Working chefs cook both by feel and by precision; usually they’ve been at it long enough that the former and the latter are one in the same. But it’s very rare to find a set of measuring cups in a restaurant kitchen. Because chefs use scales, and you should, too.
A scale? Yes. But isn’t that what measuring cups are for, you say? For all these years we’ve been getting along just fine using those dinky cups and spoons. Why start now?
Why, indeed. A digital scale is the one modest investment in kitchen gear that will get you the most dramatic results, paying off with speed, accuracy, and less stuff to wash. Don’t be afraid of it. Especially if you bake.

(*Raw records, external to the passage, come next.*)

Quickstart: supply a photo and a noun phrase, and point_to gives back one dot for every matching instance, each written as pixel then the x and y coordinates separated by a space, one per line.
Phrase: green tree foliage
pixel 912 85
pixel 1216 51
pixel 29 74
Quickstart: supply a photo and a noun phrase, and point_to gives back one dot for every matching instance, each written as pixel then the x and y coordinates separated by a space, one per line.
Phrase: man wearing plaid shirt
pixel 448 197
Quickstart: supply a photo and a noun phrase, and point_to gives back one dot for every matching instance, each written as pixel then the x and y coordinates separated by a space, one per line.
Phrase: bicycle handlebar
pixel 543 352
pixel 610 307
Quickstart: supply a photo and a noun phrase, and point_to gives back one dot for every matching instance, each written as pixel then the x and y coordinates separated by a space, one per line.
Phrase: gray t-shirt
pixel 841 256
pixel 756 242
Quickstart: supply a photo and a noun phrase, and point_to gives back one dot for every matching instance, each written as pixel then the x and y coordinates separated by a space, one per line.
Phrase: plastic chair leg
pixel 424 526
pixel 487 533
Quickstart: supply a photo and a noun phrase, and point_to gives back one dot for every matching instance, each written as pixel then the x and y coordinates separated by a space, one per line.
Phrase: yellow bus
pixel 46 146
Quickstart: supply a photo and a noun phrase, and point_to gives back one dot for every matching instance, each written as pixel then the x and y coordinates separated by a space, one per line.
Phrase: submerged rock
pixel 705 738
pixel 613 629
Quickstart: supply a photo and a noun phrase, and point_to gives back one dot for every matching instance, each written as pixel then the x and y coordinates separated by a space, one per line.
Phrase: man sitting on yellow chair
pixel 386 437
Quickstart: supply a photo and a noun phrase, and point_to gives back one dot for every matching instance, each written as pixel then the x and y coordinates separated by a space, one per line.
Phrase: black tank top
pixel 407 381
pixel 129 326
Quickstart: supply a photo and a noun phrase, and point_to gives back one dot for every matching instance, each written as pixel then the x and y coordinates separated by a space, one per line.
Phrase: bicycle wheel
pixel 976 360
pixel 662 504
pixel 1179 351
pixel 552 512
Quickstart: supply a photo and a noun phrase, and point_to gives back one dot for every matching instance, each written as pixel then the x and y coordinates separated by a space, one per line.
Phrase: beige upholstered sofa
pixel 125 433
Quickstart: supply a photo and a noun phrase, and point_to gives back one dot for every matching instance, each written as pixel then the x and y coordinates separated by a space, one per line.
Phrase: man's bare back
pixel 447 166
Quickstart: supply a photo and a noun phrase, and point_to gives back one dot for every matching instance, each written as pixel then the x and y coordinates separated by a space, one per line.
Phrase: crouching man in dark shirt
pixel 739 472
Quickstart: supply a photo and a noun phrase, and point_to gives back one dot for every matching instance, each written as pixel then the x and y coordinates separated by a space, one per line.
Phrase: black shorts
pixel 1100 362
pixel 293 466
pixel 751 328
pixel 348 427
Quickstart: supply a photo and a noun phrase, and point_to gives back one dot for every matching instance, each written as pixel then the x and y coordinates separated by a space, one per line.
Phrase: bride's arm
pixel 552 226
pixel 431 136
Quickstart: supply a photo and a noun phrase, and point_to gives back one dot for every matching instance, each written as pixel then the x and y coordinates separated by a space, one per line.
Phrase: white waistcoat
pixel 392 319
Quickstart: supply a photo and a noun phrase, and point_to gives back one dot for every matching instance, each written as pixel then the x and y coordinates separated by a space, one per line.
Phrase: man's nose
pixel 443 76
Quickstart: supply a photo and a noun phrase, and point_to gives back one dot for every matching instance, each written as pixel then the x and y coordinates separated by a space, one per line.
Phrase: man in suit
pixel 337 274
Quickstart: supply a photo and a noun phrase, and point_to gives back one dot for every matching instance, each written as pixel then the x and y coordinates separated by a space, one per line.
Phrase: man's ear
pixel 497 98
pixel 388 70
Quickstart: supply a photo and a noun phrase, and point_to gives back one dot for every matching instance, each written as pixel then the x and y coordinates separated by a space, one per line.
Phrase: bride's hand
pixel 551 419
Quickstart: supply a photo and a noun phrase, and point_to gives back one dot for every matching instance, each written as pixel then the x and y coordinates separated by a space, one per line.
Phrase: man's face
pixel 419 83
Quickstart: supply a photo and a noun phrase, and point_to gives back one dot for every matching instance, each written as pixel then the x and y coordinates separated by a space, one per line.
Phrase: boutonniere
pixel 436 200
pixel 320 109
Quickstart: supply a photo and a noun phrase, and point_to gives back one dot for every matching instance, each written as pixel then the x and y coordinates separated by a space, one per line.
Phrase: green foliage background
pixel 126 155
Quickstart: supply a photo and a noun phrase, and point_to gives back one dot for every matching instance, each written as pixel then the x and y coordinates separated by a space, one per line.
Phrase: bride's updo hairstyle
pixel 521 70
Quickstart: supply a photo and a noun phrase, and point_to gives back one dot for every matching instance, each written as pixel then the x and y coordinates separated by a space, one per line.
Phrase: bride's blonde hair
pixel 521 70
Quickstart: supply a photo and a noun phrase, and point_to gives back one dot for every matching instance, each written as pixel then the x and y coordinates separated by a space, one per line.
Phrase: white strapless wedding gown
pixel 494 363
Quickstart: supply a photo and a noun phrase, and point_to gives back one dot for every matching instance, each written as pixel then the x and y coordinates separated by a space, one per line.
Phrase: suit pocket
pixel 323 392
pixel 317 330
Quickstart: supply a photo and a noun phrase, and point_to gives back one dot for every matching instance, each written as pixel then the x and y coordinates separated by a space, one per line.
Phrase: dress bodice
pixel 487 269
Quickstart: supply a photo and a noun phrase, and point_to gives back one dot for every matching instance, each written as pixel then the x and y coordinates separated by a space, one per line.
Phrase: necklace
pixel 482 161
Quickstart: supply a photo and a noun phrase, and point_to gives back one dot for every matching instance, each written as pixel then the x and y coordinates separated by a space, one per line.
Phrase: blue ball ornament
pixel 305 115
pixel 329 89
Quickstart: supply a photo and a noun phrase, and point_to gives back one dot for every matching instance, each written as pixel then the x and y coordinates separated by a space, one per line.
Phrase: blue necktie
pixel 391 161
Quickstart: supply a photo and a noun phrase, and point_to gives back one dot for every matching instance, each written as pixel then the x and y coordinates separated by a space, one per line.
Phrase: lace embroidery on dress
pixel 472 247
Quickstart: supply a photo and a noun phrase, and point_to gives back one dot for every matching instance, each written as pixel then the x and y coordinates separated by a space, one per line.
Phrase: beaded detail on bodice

It’s faster than using measuring cups
Just dump your ingredient in a bowl, weight it, press the “zero” button, and add the next ingredient to the bowl. No digging through drawers for that 2/3 cup measure, or rinsing out the 1/2 cup measure because it’s streaked with peanut butter residue.
You don’t generate as many dirty dishes
If anything, this is your selling point right here. Not that baking chocolate chip cookies creates a giant stack of soiled measuring cups and spoons, but hey, every second saved is one you can spend doing other stuff.
A scale gives far more accurate results than volume measurements
Dry ingredients, when portioned in measuring cups, are wildly inconsistent. Fluffing and then lightly spooning flour into a one-cup measure might get you 3 ounces, while heartily dipping the cup into the flour and leveling it could result in as much as 6 ounces of flour.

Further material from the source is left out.